El abad cantaba un responso[ii] delante de una caja llena de huesos, y, en el momento de terminar el paternoster, daba comienzo el llanto.
Cuatro hombres se adelantaban apartando a las mujeres enloquecidas de dolor y, con una mano, agarraban el ataúd y con la otra empuñaban un cirio encendido.
La procesión se terminaba en el osario del atrio. Los cuatro hombres llevaban el ataúd rozando el suelo, y el cirio inclinado rociaba cera encima de los huesos. Detrás seguía un enjambre de mujeres soltando gritos lastimeros, mucho más horripilantes que los de un llanto en un entierro de ahogados. Y si las mujeres plañían, los hombres lloraban en silencio.

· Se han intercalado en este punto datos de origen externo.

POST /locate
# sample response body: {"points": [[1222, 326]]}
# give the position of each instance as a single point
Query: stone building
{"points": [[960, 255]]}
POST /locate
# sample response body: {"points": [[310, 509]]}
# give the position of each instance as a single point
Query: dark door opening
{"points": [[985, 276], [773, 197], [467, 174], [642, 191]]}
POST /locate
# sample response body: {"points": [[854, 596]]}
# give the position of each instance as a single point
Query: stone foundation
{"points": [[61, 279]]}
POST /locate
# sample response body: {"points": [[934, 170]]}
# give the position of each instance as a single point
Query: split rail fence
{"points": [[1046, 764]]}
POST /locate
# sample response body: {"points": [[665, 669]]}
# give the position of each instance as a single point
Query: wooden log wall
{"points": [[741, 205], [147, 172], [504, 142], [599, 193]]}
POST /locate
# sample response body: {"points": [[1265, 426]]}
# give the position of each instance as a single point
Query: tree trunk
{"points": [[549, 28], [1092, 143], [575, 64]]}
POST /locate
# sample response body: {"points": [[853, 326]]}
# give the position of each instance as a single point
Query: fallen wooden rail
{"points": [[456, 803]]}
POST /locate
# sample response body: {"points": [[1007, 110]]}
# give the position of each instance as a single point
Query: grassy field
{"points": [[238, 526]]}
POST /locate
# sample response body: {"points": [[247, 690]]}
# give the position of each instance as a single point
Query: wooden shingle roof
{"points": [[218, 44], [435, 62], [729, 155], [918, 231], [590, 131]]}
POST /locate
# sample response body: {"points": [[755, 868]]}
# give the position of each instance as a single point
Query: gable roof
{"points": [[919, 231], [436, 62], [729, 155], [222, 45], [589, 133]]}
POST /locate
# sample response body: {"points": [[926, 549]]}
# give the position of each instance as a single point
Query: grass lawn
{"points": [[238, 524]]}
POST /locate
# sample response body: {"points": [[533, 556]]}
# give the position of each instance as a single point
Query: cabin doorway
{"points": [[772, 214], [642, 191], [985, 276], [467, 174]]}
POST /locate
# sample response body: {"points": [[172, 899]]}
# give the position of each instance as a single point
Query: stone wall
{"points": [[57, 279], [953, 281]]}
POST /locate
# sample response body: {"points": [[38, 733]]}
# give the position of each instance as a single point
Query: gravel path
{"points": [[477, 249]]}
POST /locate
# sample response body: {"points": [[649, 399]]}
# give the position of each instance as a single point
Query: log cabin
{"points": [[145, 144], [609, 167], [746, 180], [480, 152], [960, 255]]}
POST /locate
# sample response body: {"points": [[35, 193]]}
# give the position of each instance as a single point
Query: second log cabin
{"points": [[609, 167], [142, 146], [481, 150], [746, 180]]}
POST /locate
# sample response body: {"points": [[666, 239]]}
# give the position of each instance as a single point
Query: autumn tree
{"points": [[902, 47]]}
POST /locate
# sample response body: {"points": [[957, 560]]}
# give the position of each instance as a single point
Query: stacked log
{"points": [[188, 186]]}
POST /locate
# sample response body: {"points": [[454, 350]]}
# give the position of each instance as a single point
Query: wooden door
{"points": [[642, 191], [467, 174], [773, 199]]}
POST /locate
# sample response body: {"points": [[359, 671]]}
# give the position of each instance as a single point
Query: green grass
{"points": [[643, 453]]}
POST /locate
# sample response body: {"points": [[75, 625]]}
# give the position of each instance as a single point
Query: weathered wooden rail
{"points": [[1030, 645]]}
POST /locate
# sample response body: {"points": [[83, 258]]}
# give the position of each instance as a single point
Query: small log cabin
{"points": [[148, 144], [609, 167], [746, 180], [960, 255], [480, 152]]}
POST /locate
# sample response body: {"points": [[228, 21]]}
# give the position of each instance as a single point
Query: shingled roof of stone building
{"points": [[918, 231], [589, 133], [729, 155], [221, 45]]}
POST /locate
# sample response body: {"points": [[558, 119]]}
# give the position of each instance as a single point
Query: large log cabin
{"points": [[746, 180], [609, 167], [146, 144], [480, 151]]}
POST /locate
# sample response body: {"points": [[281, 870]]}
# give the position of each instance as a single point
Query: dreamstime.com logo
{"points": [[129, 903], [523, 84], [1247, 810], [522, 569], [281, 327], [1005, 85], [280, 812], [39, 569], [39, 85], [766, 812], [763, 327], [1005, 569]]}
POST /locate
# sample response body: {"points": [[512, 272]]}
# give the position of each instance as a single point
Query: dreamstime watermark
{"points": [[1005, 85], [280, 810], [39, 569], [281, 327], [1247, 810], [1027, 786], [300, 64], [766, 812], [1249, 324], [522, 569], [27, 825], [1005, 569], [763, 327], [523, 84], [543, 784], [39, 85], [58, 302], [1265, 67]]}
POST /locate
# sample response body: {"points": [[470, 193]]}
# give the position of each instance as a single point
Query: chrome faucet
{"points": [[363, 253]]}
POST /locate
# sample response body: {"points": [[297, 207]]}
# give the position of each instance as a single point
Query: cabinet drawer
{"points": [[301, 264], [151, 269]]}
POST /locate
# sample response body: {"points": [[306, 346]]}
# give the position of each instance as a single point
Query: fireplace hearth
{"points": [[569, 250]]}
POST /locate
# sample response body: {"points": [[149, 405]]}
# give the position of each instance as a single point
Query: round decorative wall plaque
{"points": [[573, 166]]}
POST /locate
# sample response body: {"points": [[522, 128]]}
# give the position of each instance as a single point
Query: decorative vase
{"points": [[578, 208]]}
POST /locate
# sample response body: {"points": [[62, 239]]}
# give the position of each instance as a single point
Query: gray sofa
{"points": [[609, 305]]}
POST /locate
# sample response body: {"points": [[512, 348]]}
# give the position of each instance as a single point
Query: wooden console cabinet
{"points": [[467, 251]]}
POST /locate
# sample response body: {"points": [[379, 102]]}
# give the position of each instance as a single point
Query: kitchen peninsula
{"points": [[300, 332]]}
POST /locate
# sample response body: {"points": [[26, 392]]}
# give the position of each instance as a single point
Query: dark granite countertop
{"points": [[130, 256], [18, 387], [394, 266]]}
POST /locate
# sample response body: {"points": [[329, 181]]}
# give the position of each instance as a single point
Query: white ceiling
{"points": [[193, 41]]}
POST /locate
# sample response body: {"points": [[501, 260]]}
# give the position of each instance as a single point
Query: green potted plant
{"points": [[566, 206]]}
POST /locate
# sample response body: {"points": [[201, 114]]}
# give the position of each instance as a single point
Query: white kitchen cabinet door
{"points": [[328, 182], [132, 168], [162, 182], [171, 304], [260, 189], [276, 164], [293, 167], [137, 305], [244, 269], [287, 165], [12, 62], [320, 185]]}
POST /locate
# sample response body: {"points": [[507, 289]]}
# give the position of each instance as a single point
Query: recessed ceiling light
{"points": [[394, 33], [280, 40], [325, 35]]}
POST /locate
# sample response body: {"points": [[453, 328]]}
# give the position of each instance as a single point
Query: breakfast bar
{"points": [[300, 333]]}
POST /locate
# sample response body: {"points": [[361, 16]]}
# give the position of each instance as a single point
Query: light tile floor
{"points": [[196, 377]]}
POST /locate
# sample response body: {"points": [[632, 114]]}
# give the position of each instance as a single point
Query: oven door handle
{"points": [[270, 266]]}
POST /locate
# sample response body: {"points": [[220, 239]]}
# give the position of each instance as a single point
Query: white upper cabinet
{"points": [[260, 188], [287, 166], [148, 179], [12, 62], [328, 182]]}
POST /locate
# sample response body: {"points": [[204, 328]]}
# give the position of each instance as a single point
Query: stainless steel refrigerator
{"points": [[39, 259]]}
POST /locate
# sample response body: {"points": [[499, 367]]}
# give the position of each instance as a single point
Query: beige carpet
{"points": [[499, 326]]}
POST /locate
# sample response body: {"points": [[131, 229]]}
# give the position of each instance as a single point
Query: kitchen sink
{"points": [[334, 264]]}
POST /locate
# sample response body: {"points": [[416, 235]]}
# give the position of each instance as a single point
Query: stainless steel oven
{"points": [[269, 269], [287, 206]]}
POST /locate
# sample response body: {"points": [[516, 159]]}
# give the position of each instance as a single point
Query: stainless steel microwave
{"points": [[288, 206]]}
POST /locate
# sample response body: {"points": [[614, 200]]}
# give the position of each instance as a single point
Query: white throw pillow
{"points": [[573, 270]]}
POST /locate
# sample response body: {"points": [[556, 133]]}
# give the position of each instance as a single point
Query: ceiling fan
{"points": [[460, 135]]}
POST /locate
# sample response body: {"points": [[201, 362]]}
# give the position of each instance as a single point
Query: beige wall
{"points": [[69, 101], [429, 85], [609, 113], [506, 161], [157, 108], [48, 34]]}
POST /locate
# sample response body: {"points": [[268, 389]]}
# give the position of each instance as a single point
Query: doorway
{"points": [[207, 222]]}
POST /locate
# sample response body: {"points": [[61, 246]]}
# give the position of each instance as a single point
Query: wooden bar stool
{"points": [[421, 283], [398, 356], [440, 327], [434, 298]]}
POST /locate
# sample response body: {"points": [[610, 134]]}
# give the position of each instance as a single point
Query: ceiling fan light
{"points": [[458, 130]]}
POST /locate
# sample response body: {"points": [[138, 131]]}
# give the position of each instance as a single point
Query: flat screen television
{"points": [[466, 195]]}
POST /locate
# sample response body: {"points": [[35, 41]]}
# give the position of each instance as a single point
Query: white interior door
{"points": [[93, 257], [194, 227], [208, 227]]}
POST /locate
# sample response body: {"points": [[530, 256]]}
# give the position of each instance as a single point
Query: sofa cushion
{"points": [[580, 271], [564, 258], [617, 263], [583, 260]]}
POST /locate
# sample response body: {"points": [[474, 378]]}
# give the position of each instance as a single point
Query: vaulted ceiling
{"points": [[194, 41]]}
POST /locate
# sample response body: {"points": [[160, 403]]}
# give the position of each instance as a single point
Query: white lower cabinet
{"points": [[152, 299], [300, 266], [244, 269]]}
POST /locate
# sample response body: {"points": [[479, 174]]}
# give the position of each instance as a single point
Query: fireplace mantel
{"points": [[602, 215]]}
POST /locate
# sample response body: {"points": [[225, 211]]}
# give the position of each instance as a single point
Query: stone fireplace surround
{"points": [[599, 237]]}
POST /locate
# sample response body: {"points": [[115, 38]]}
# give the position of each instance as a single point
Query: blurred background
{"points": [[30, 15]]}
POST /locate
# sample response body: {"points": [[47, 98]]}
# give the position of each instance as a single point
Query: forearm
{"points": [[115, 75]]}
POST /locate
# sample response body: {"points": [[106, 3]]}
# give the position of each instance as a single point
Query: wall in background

En aquella procesión todos tenían por qué llorar y todos lloraban. Y también lloraba Baltasara, una chiquilla criada por la caridad pública, que apareciera dentro de una cesta, al lado de un crucero, que no tenía ni padre ni madre ni por quién llorar; pero la epidemia del llanto la contagió, y también se deshacía en gemidos con todas sus fuerzas. Camino de casa, una vecina le preguntó a la chiquilla:
-¿Por quién llorabas, Baltasara?
Y ella le respondió, gimoteando:
-¿No le parece bastante desgracia no tener por quién llorar, señora?
[i] Carantoña: Caricia, palabra o gesto afectuoso que se hace a una persona, a veces con la intención de conseguir algo de ella.
[ii] Responso: Responsorio que, separado del rezo, se dice por los difuntos.